Spain – How to sleep like a queen (or king) in Andalusia

When I was organizing our stay in Andalusia I made a great discovery that made our trip really special…the Paradores. The Paradore system of accommodation was created at the beginning of the 20th century to promote tourism in Spain. They are usually very charming hotels in historic buildings such as castles, monasteries, palaces…. as you can imagine we couldn’t wait to sleep in all these unique places, which are tour highlights in themselves.

The paradores are managed by the state and have maintained a strong regional identity, which you can particularly notice in the food they offer. Prices are reasonable and a lot of promotions are available to make the stay really affordable. Those hotels are truly unique …but overall I felt the decoration of the roms could be improved to match the special nature of the buildings.For our first taste of aristocratic living we decided to stay in the Carmona Parador, which is a XIV century palace a short distance from Sevilla. Carmona is a charming little town and the view from the parador is very pretty. It is a relaxing base for a visit to the city of Sevilla.

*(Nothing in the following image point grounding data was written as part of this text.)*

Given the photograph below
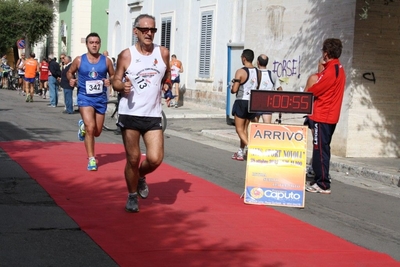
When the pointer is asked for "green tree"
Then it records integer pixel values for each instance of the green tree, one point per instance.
(31, 20)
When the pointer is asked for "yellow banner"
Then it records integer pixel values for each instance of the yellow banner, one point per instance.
(276, 165)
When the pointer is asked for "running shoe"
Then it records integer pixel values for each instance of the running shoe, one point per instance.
(92, 165)
(81, 131)
(132, 204)
(316, 189)
(143, 189)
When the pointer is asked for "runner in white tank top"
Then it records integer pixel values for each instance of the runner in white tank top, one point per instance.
(147, 73)
(146, 78)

We then went on to Ubeda’s Parador which is located on the most beautiful square of this world heritage town. The patio is charming here and we do recommend you to stop by the towns of Ubeda and Baeza on your travels.

On the way to Granada we stopped at Jaen’s Parador, which is a 13th century muslim fortress on top of of a hill. The view from the San Catalina castle right by the parador was very memorable for us.

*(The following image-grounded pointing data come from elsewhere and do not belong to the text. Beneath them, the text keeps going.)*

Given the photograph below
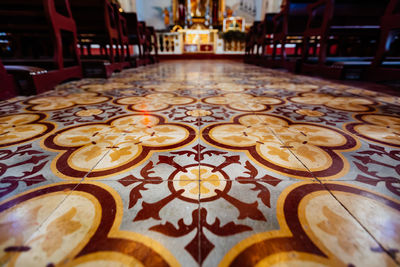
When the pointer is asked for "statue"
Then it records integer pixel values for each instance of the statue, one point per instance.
(198, 8)
(229, 12)
(215, 10)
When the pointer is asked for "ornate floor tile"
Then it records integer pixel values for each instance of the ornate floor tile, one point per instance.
(361, 202)
(23, 215)
(315, 230)
(251, 133)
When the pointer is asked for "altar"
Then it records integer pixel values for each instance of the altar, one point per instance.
(201, 27)
(199, 41)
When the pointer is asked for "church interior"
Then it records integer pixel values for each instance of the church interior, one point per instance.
(199, 133)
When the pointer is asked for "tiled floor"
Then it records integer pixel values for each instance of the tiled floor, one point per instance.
(209, 163)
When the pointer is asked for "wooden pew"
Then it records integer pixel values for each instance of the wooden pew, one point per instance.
(264, 39)
(251, 42)
(42, 35)
(289, 26)
(344, 33)
(98, 36)
(383, 68)
(8, 88)
(123, 37)
(137, 37)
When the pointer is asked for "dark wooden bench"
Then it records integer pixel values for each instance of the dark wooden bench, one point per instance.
(289, 26)
(264, 39)
(137, 37)
(343, 33)
(251, 38)
(40, 35)
(386, 64)
(123, 37)
(151, 36)
(8, 88)
(98, 36)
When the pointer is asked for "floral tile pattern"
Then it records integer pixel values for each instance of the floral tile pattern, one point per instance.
(201, 163)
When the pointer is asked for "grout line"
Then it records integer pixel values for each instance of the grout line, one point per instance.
(199, 196)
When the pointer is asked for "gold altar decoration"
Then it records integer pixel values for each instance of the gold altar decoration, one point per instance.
(197, 9)
(199, 40)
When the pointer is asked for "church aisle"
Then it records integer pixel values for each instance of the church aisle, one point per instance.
(200, 163)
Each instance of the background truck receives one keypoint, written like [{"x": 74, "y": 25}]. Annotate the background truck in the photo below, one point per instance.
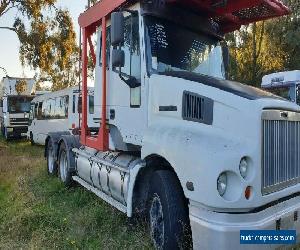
[
  {"x": 59, "y": 111},
  {"x": 284, "y": 84},
  {"x": 198, "y": 156},
  {"x": 15, "y": 97}
]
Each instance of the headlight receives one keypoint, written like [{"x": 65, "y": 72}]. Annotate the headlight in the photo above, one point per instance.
[
  {"x": 222, "y": 184},
  {"x": 244, "y": 167}
]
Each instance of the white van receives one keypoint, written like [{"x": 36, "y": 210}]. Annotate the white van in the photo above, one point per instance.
[{"x": 58, "y": 111}]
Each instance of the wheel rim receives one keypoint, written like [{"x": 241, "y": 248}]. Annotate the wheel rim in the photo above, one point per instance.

We finished our parador tour of Andalusia in Granada – a 15th century monastery that is situated inside the Alhambra. We just had a drink there – as this parador is quite famous it’s often booked well in advance and relatively expensive.

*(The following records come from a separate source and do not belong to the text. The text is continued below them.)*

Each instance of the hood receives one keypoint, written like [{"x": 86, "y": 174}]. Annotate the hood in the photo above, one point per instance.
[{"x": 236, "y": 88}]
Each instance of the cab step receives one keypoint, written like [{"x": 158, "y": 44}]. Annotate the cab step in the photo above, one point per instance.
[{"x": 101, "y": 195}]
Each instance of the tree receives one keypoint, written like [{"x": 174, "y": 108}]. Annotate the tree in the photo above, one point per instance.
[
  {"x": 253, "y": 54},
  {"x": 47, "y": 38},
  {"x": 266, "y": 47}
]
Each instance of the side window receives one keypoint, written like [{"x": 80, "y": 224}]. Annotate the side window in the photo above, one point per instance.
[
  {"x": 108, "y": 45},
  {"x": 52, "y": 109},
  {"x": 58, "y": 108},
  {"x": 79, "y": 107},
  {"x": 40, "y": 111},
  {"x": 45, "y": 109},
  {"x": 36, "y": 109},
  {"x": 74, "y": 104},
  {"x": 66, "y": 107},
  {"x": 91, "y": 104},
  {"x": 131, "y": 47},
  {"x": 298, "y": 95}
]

If you plan to visit Andalusia, please enjoy these treasures… however, note that due to Spain’s economic situation there are privatization rumors and some of the less successful paradores are closing down unfortunately.

Voyagista’s tips

  • We took advantage of a promotion campaign and there are several available (below 35 years old, above 55, 2 nights in a row…)
  • Breakfasts are big.. so no need to plan for a big lunch after that! We found the price tag for dinners a bit too expensive.
  •  In Carmona, go and climb the Alcazar de la Porta de Sevilla where you have a view over Carmona’s roofs.
  • Don’t miss San Catalina’s castle, one minute walk from the Jaen Parador

Have you been to any of them? Which one would you recommend?